Editorial: Suppliers booming, juniors hunker down

While continued anxiety over the U. S. banking crisis dominated the headlines around the world during the week ended Sept. 27, the 39th trading week of 2008, there were still plenty of new developments in the mining sector.

• In stark contrast to the thin crowds and gloom at junior mining investment conventions in the past few months, the supplier-oriented MINExpo International convention in Las Vegas was over the top with bustling crowds, lavish booths and intense deal making.

Sponsored by the National Mining Association and held once every four years in Vegas, this year’s event saw single-day attendance peaking above a record 41,000 people, and after-hours shmoozers pondering whether to take in a private concert by Lionel Richie or Joe Cocker.
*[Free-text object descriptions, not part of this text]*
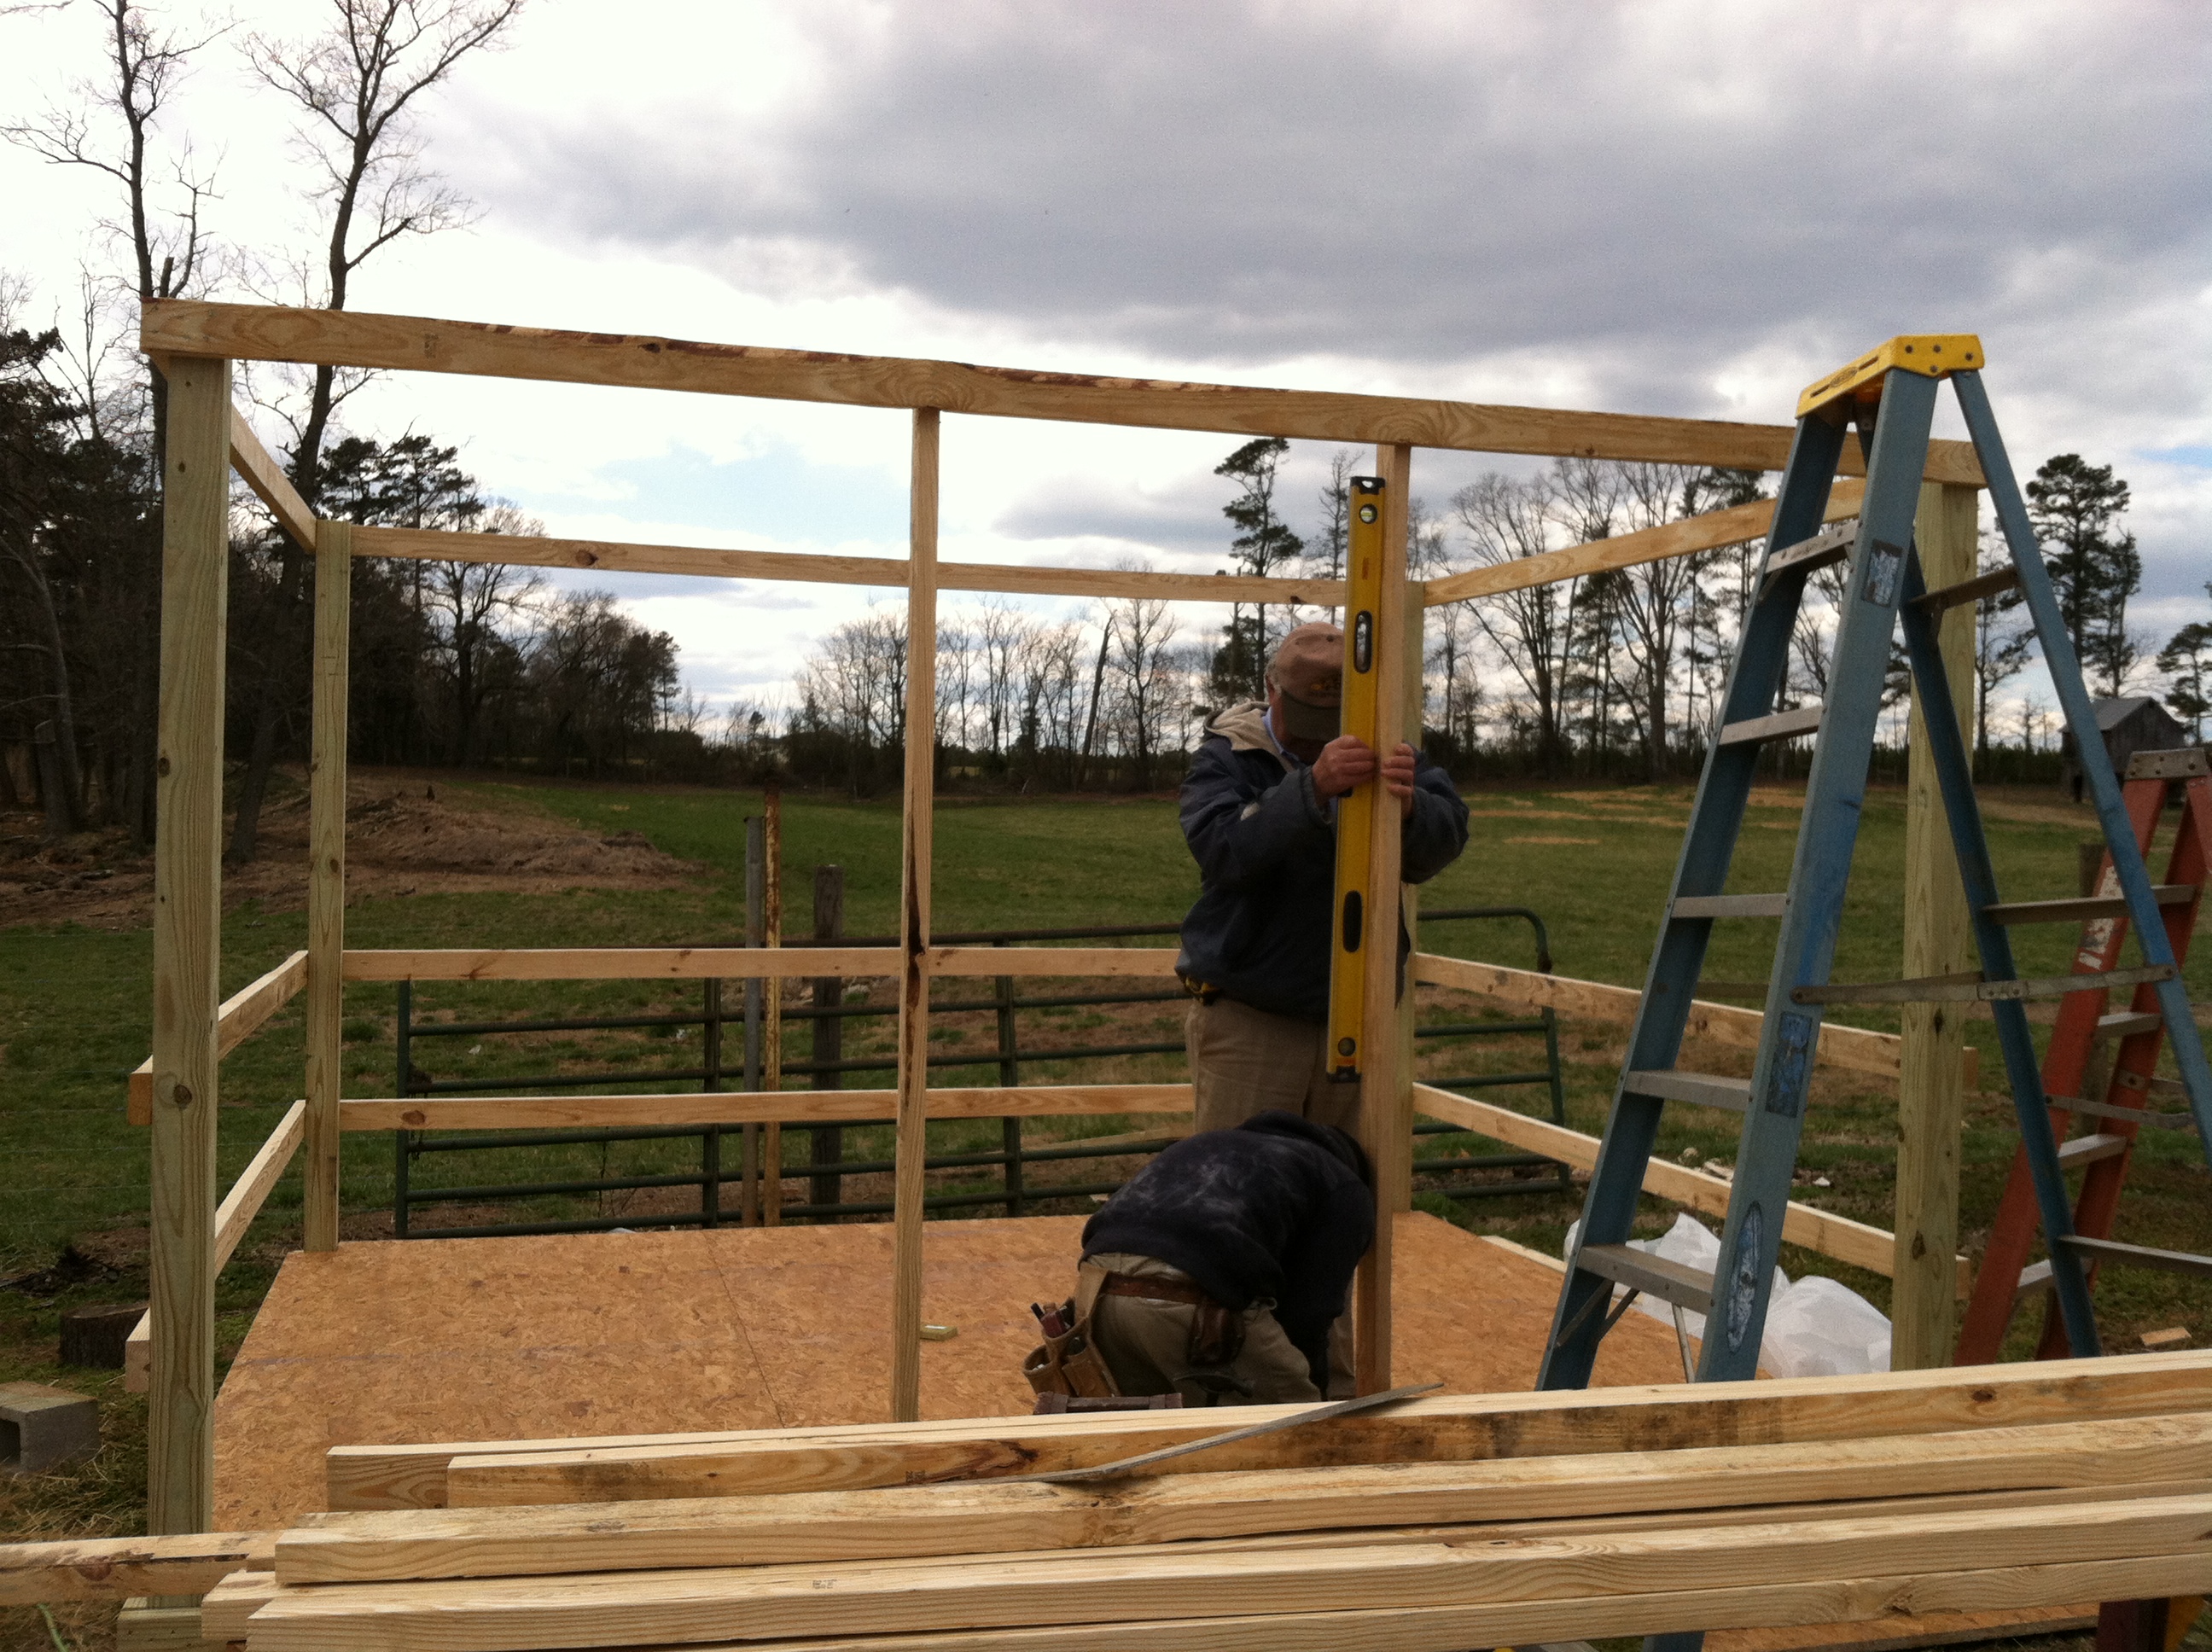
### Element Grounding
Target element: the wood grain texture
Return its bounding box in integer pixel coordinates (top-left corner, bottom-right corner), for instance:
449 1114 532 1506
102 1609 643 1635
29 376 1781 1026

Floor space was 30% larger this year, and the first exhibitors showed up two months ago to start assembling the huge mining machinery.

• One supplier on a roll is Sweden’s Atlas Copco, which officially opened a major new manufacturing plant in North Bay, Ont., on Sept. 25. A part of Atlas Copco’s Geotechnical Drilling and Exploration division, the state-of-the-art operation employs 130 people and will produce exploration products and rock reinforcement consumables, including a new production line for Swellex rock bolts.

• On Canada’s West Coast, aspiring miners in B. C.’s remote northwest were heartened by news that the provincial government is recommitting itself to advancing a key electrical transmission line along Highway 37. It’s envisaged that a $400-million, 287-kilovolt line will extend 335 km from Terrace to Meziadin Junction and north to Bob Quinn Lake.

The provincial government is getting the ball rolling again on the stalled power initiative by committing $10 million immediately toward the environmental assessment process and First Nations consultations.

The Mining Association of British Columbia did a good job for its members by releasing a study earlier in the week that emphasized the positive economic spinoffs that a transmission line would bring to the region.

• While Teck Cominco’s management has been skilled in raising money over the years, that talent grew in importance this month in light of the tightening global lending markets.

In late September, the diversified miner was able to snag US$9.8 billion in loans, which it will use to fund the cash portion of its US$14.1-billion takeover of Western Canadian coal miner Fording Canadian Coal Trust.

The bid was unveiled in July but some doubts arose in mid-September as to whether Teck could close it. Fording’s shares tumbled 30% before rebounding quickly as investors regained confidence in Teck’s ability to seal the deal.

• South of the border, the coal industry got some heat from high-profile Democrats who have fallen sway to the global warming hoax.

Speaking at a Clinton Global Initiative event with Bono and others in New York City, Al Gore stepped deeper into the depravity with new marching orders for his acolytes: “If you’re a young person looking at the future of this planet and looking at what is being done right now, and not done, I believe we have reached the stage where it is time for civil disobedience to prevent the construction of new coal plants that do not have carbon capture and sequestration.” For good measure, he added that “clean coal does not exist.”

We’d love to hear Gore’s personal plans for carrying out civil disobedience at coal plants in China, which is building 250% of America’s entire coal-power capacity in the next eight years.

Meanwhile vice-presidential candidate Joe Biden told a woman attending a campaign rally that “we’re not supporting clean coal,” and that there should be “no coal plants here in America. . . if they are going to build them over there, make them clean, because they are killing you.”

We’re no experts in U. S. politics, but it seems a lousy way to win votes in the key coal-producing swing-state of Pennsylvania, among others.

Coal power now provides about half of America’s electrical needs, but more than 60 planned coal-fired power plants have been cancelled in the past year owing to opposition from environmentalists.